A Fix the Agent Can't Run on Its Own Is Not a Fix

TLDR: If your autonomous system fails and your "fix" is to do the job by hand, you didn't fix it. You just did it once.

The Setup

Apollo (my AI agent, built on Claude) has a launchd daemon — macOS's background job scheduler — that fires every morning at 8 AM. It assembles my CEO daily briefing: emails triaged, tasks ranked, calendar scanned, priorities surfaced. Delivered to my inbox. Unprompted.

That's the whole point. It runs itself.

What Broke

June 16th. 300-second hang. Timed out.

We tried again. Another 300-second hang.

The logs told the real story: RESULT: OK ×13 on 06-15, FAIL on 06-16. It had worked thirteen times the day before. Then it just… stopped.

What I Tried (That Didn't Work)

Theory #1: Claude auto-updated overnight. New build broke the tool loop.

Nope. The new build ran fine interactively. That theory died in under five minutes — but not before I'd committed to it long enough to waste real time chasing it.

Theory #2: macOS TCC permissions (Transparency, Consent, and Control — the system that controls which apps can access disk, contacts, calendar, etc.) got orphaned by the update. Headless run couldn't answer the prompt.

There was a real TCC popup. So this felt airtight.

It wasn't. We ran a fully-instrumented stream with every grant present, Full Disk Access enabled — and it still hung.

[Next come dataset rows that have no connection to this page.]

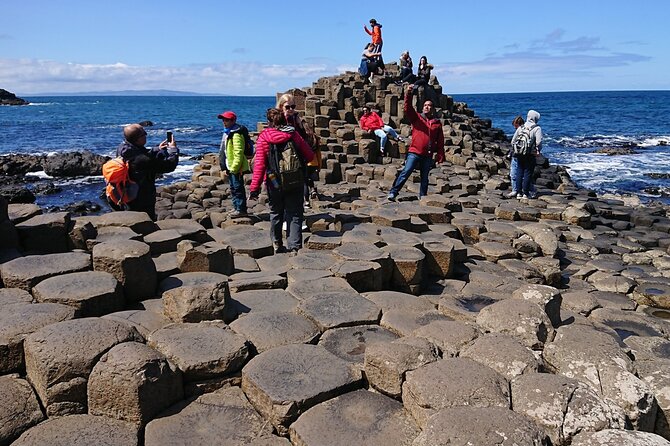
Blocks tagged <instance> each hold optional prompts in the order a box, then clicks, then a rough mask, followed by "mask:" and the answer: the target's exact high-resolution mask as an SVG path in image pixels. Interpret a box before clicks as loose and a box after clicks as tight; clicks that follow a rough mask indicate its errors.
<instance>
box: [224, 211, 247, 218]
mask: <svg viewBox="0 0 670 446" xmlns="http://www.w3.org/2000/svg"><path fill="white" fill-rule="evenodd" d="M246 216H247V213H246V212H244V211H238V210H237V209H235V210H234V211H231V212H229V213H228V217H230V218H240V217H246Z"/></svg>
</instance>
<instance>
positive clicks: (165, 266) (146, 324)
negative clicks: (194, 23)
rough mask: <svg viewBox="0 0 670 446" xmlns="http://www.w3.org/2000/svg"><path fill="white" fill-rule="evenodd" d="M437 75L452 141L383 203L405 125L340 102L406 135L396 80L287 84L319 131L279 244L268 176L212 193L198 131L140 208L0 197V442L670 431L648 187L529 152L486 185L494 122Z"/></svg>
mask: <svg viewBox="0 0 670 446" xmlns="http://www.w3.org/2000/svg"><path fill="white" fill-rule="evenodd" d="M433 84H434V87H433V88H434V89H435V92H436V93H437V95H438V96H437V97H439V98H440V100H439V105H440V109H441V113H442V119H443V124H444V127H445V139H446V147H445V149H446V152H447V163H445V164H444V165H442V166H439V167H438V168H436V169H433V171H432V172H431V175H430V187H429V195H428V196H426V197H424V198H422V199H421V200H418V199H417V195H418V177H413V179H412V181H409V182H408V186H406V188H405V189H404V190H403V191H402V192H401V194H400V196H399V199H398V201H397V202H395V203H391V202H388V201H387V200H386V199H385V197H386V192H387V191H388V188H389V187H390V185H391V182H392V181H393V179H394V177H395V173H396V172H397V170H398V168H399V167H400V164H401V159H402V157H403V155H404V150H405V147H404V145H403V144H397V143H389V146H388V147H387V153H390V154H391V155H392V156H391V157H384V158H382V157H380V156H379V149H378V147H377V141H376V140H375V139H374V137H373V136H372V135H370V134H367V133H364V132H362V131H361V130H360V129H359V128H358V126H357V125H356V117H357V116H356V115H355V114H356V112H357V111H358V110H359V109H360V107H361V106H362V105H364V104H366V105H368V106H371V107H372V108H376V109H379V110H380V111H381V112H382V114H383V119H384V121H385V122H391V123H392V125H393V126H394V127H396V128H399V129H400V131H401V134H402V135H403V136H409V126H408V125H407V123H406V122H405V121H404V120H403V116H402V96H401V91H400V87H397V86H395V85H393V84H392V79H391V78H388V77H379V78H376V79H375V80H374V82H373V83H372V84H364V83H363V81H362V80H361V79H360V78H359V76H358V75H357V74H354V73H345V74H342V75H340V76H334V77H328V78H322V79H319V80H318V81H317V82H315V83H314V84H313V85H312V86H311V87H309V88H306V89H304V90H294V91H293V93H294V95H295V96H296V103H297V105H298V109H299V110H300V111H301V115H303V116H305V119H307V120H308V121H309V122H310V123H312V124H314V127H315V129H316V131H317V132H318V133H319V135H320V136H321V139H322V144H323V145H322V151H323V155H324V164H323V169H322V171H321V181H320V182H319V184H318V190H319V198H318V200H313V201H312V203H311V208H310V209H309V210H308V211H306V218H305V222H306V225H307V228H308V229H307V230H306V232H305V249H303V250H301V251H300V252H299V253H298V254H297V255H289V254H277V255H273V250H272V245H271V242H270V238H269V234H268V231H269V229H268V228H269V222H268V218H269V217H268V211H267V207H266V205H265V200H266V198H265V195H264V194H262V195H261V198H260V200H259V201H258V202H257V204H256V205H255V206H254V207H253V208H251V209H250V211H251V214H252V215H251V216H250V217H248V218H242V219H239V218H238V219H234V220H231V219H230V218H228V217H227V211H228V210H230V200H229V190H228V186H227V184H226V182H225V181H224V180H223V178H222V177H221V173H220V171H219V168H218V161H217V159H216V156H215V155H213V154H212V155H206V156H205V157H204V158H203V160H202V161H201V162H200V165H199V166H197V167H196V169H195V170H194V172H193V178H192V181H190V182H182V183H177V184H174V185H171V186H168V187H164V188H162V189H161V191H160V198H159V202H158V214H159V221H158V222H155V223H154V222H152V221H150V220H149V219H148V218H147V217H146V215H144V214H139V213H133V212H116V213H107V214H103V215H100V216H83V217H73V216H71V215H70V214H69V213H66V212H61V213H50V214H42V212H41V210H40V209H39V208H38V207H37V206H35V205H30V204H9V205H8V204H7V203H6V202H5V200H2V199H0V248H1V249H0V278H1V279H2V283H3V288H0V309H1V310H2V311H0V352H2V355H0V400H4V401H7V402H8V404H6V405H4V406H2V405H0V420H3V423H0V426H1V427H0V445H4V444H8V443H10V442H11V441H13V440H14V439H16V438H18V439H17V440H16V441H15V442H14V443H13V444H17V445H28V444H30V445H35V444H68V445H76V444H90V443H93V442H95V443H96V444H101V445H106V444H110V445H111V444H115V445H119V444H123V445H125V444H129V445H137V444H144V445H158V444H161V445H172V444H174V445H177V444H215V443H216V444H230V445H238V444H253V445H282V444H283V445H289V444H293V445H326V444H327V445H352V444H361V445H379V444H397V445H413V446H424V445H439V444H468V442H469V444H476V445H488V444H501V445H512V444H518V445H548V444H552V445H569V444H572V445H615V444H616V445H620V444H626V445H645V446H655V445H669V444H670V441H668V439H670V427H669V426H668V420H667V416H668V414H669V413H670V412H669V411H670V391H669V390H668V389H670V373H669V372H668V370H669V367H668V365H670V340H668V336H669V334H670V325H669V324H668V317H670V254H669V252H668V249H669V247H670V218H669V217H668V214H667V209H666V208H665V207H662V206H649V207H643V206H637V207H630V206H627V205H626V204H625V203H624V202H623V201H622V200H616V199H607V198H602V197H597V196H595V194H593V193H591V192H589V191H586V190H583V189H579V188H577V187H576V186H575V185H574V184H573V183H572V181H571V180H570V178H569V176H568V175H567V173H566V172H565V171H564V170H563V169H561V168H559V167H556V166H549V165H548V163H543V167H542V168H538V171H537V174H538V175H539V178H538V181H537V185H538V192H539V198H538V199H534V200H521V201H519V200H506V199H504V198H503V195H504V193H505V192H506V191H507V189H508V187H509V178H508V173H509V170H508V168H509V166H508V161H507V160H506V158H505V156H504V155H505V154H506V153H507V150H508V147H509V143H508V142H507V141H506V140H505V136H504V133H503V132H502V131H500V130H498V129H494V128H492V127H491V122H490V121H489V120H486V119H481V118H478V117H477V116H476V115H475V113H474V111H472V110H470V109H468V107H467V106H466V105H465V104H462V103H454V102H453V100H451V98H450V97H449V96H446V95H442V94H441V93H442V91H441V87H440V86H439V85H438V84H437V82H436V81H435V80H433ZM5 420H7V421H6V422H5ZM56 439H57V441H59V442H60V443H55V441H56Z"/></svg>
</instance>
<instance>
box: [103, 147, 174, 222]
mask: <svg viewBox="0 0 670 446" xmlns="http://www.w3.org/2000/svg"><path fill="white" fill-rule="evenodd" d="M116 155H117V156H120V157H123V159H124V160H125V161H128V163H129V165H130V179H131V180H132V181H134V182H136V183H137V184H138V186H139V191H138V194H137V198H136V199H134V200H133V201H131V202H130V204H129V209H130V210H131V211H139V212H146V213H147V214H149V217H151V219H152V220H155V219H156V176H158V175H160V174H162V173H167V172H172V171H173V170H175V169H176V168H177V163H178V162H179V154H178V153H173V154H169V153H168V152H167V150H164V149H163V150H161V149H159V148H158V147H155V148H153V149H147V148H146V147H142V146H136V145H134V144H131V143H130V142H128V141H123V143H121V145H120V146H119V147H118V149H117V150H116Z"/></svg>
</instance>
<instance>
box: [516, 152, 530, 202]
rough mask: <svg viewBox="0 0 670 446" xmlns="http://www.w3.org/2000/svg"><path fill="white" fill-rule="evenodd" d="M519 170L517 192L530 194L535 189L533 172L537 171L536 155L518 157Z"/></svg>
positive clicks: (517, 180)
mask: <svg viewBox="0 0 670 446" xmlns="http://www.w3.org/2000/svg"><path fill="white" fill-rule="evenodd" d="M517 160H518V163H519V171H518V173H517V176H516V191H517V193H520V194H524V195H528V194H530V193H531V192H532V191H533V172H535V155H527V156H520V157H517Z"/></svg>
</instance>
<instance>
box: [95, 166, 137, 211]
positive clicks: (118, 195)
mask: <svg viewBox="0 0 670 446" xmlns="http://www.w3.org/2000/svg"><path fill="white" fill-rule="evenodd" d="M129 170H130V167H129V166H128V162H127V161H124V160H123V158H112V159H111V160H109V161H107V162H106V163H105V164H103V165H102V176H103V177H104V178H105V182H106V183H107V187H106V188H105V193H106V194H107V198H108V199H109V201H110V202H112V203H114V204H115V205H117V206H119V207H121V208H123V207H124V205H127V204H128V203H130V202H131V201H133V200H134V199H135V198H137V192H138V189H139V187H138V185H137V183H135V182H134V181H132V180H131V179H130V175H129Z"/></svg>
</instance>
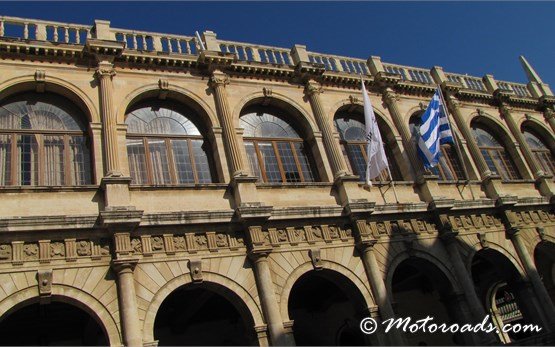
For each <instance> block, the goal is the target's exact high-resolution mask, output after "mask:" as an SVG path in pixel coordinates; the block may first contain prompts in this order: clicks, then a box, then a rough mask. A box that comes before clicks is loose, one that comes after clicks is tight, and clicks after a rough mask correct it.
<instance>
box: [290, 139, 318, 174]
mask: <svg viewBox="0 0 555 347" xmlns="http://www.w3.org/2000/svg"><path fill="white" fill-rule="evenodd" d="M294 144H295V152H297V159H298V160H299V165H300V166H301V171H302V172H303V177H304V180H305V182H314V174H313V173H312V169H311V166H310V161H309V160H308V154H307V153H306V151H305V146H304V143H303V142H295V143H294Z"/></svg>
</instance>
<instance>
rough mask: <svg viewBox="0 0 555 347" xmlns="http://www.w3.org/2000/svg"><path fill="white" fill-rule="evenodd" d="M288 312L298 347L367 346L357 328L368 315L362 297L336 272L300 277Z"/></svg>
mask: <svg viewBox="0 0 555 347" xmlns="http://www.w3.org/2000/svg"><path fill="white" fill-rule="evenodd" d="M288 312H289V318H290V319H291V320H293V334H294V337H295V343H296V344H297V345H299V346H306V345H309V346H314V345H328V346H331V345H335V346H338V345H351V346H355V345H368V344H369V341H368V340H367V337H366V336H365V335H364V334H362V333H361V331H360V328H359V324H360V320H361V319H362V318H363V317H366V316H368V307H367V306H366V304H365V300H364V297H363V295H362V294H361V293H360V291H359V290H358V288H357V287H356V285H355V284H354V283H352V282H351V281H350V280H349V279H348V278H347V277H345V276H344V275H342V274H340V273H338V272H336V271H333V270H328V269H323V270H319V271H315V270H312V271H309V272H306V273H304V274H303V275H302V276H301V277H299V279H298V280H297V281H296V282H295V283H294V284H293V287H292V289H291V292H290V295H289V301H288Z"/></svg>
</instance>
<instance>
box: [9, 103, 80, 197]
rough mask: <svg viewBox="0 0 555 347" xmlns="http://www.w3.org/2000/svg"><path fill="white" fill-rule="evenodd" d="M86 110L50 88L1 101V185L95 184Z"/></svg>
mask: <svg viewBox="0 0 555 347" xmlns="http://www.w3.org/2000/svg"><path fill="white" fill-rule="evenodd" d="M84 120H85V117H84V115H83V113H82V112H81V111H80V110H79V109H78V108H77V107H75V106H74V105H73V104H72V103H71V102H70V101H69V100H66V99H65V98H63V97H61V96H58V95H55V94H49V93H40V94H39V93H25V94H20V95H17V96H15V97H11V98H9V99H8V100H6V101H4V102H2V103H1V104H0V185H2V186H78V185H86V184H91V160H90V151H89V139H88V136H87V127H86V125H85V123H84Z"/></svg>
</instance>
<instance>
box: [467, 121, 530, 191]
mask: <svg viewBox="0 0 555 347" xmlns="http://www.w3.org/2000/svg"><path fill="white" fill-rule="evenodd" d="M470 129H471V132H472V136H473V137H474V139H475V140H476V143H477V144H478V147H479V148H480V152H481V153H482V156H483V158H484V160H485V161H486V164H487V166H488V168H489V170H490V171H491V172H492V173H494V174H497V175H499V176H501V178H502V179H503V180H507V181H510V180H517V179H521V178H522V175H521V173H520V171H519V170H518V168H517V166H516V165H515V162H514V160H513V158H517V157H518V153H517V152H516V149H515V148H514V146H513V145H512V140H511V139H510V137H509V135H508V134H507V132H506V131H504V129H503V128H502V127H501V126H500V125H498V124H497V123H496V122H495V121H493V120H491V119H489V118H487V117H485V116H479V117H476V118H474V119H473V120H472V122H471V123H470Z"/></svg>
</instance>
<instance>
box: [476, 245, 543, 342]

Then came the worst move of the session.

The Workaround Trap

Apollo hand-built the briefing. Delivered it inline. Said: here's your briefing, this is resolved.

It was NOT resolved.

Doing the job by hand once is not fixing an autonomous job. I had thirteen more mornings coming where the daemon would hang again, and nothing we did had changed that. Calling it resolved was just a way to feel done.

The Fix That Actually Worked

The advisor — a stronger review model (my escalation tool that sees my full conversation transcript) — caught what I missed: the comparison I'd built was confounded.

"Shell works, launchd hangs → it must be launchd." Sounds airtight. But the TCC grants had actually changed mid-session while I was clicking popups. The two environments were never equal. That's not evidence. That's noise.

So we went to the logs. Really went to them.

Real root cause: my email body pulls over MCP (the tool-calling protocol my agent uses to fetch email data) were HUGE. They blew the output token cap. The overflow spilled to a temp file. The headless model couldn't reliably re-parse it, tried, looped, hit the 300-second ceiling. Twice.

The fix: cap the email body size. Keep the model in its lane.

Daemon runs clean.

Why This Matters

Three wrong moves, one session — and all three had the same shape:

Declared a root cause from plausibility, not from data
Built a comparison without equalizing every variable
Called a manual workaround a resolution

The rule I baked into memory after this: a fix the agent can't run on its own is not a fix.

If you're building autonomous systems — agents, daemons, scheduled jobs, anything that's supposed to work without you in the loop — the bar is higher than "I made it work this time." The question is: will it work tomorrow at 8 AM when I'm asleep?

Now when something breaks, I instrument the real run. I read the logs. I call the advisor before I commit to a theory. And I don't ship a "fix" until the scheduler can prove it itself.

P.S. The tool that caught the confounded comparison? I'd ignored it for the first two wrong turns. Call the reviewer before you commit to the story — not after you've shipped the wrong one.